Lorsque l’OTAN fut fondée au lendemain de la Seconde Guerre mondiale, son objectif principal était clair : contenir l’expansion soviétique. Pendant toute la Guerre froide, Moscou fut au cœur des préoccupations sécuritaires de l’Alliance. Après l’effondrement de l’URSS, l’organisation militaire s’est transformée, élargissant ses missions, mais sans jamais perdre de vue la Russie comme source potentielle d’instabilité. Ce statu quo a basculé en 2014, lorsque l’annexion de la Crimée par Moscou a ravivé les tensions, réactivant la menace russe dans l’imaginaire stratégique occidental. Toutefois, au fil des années, un autre acteur s’est discrètement imposé dans l’équation : la Chine. D’abord perçue comme une puissance économique, elle s’affirme aujourd’hui comme un rival militaire de premier ordre, redessinant les contours du défi auquel l’OTAN fait face.
Le virage pris par l’Alliance n’est donc pas le fruit d’un basculement soudain, mais le résultat d’un double constat : d’un côté, une Russie qui multiplie les provocations militaires sur le flanc Est de l’Europe ; de l’autre, une Chine dont les ambitions dans l’espace indo-pacifique suscitent de vives inquiétudes, en particulier à propos de Taïwan.
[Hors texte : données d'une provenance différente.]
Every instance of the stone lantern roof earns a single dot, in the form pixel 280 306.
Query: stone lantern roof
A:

Une montée en puissance chinoise qui interroge
Présent lors d’un point d’information précédant le sommet de l’OTAN à La Haye, Mark Rutte, secrétaire général de l’Alliance, a mis en garde ce mardi, contre l’ampleur des capacités militaires que la Chine développe à un rythme soutenu. Ce n’est pas uniquement une question de budget ou d’armement, mais de logique industrielle. Pékin, en quelques années, a propulsé plusieurs de ses groupes dans le peloton de tête des fournisseurs mondiaux de défense. Ce bond est loin d’être anodin : il reflète un tournant stratégique dont les répercussions dépassent la région asiatique.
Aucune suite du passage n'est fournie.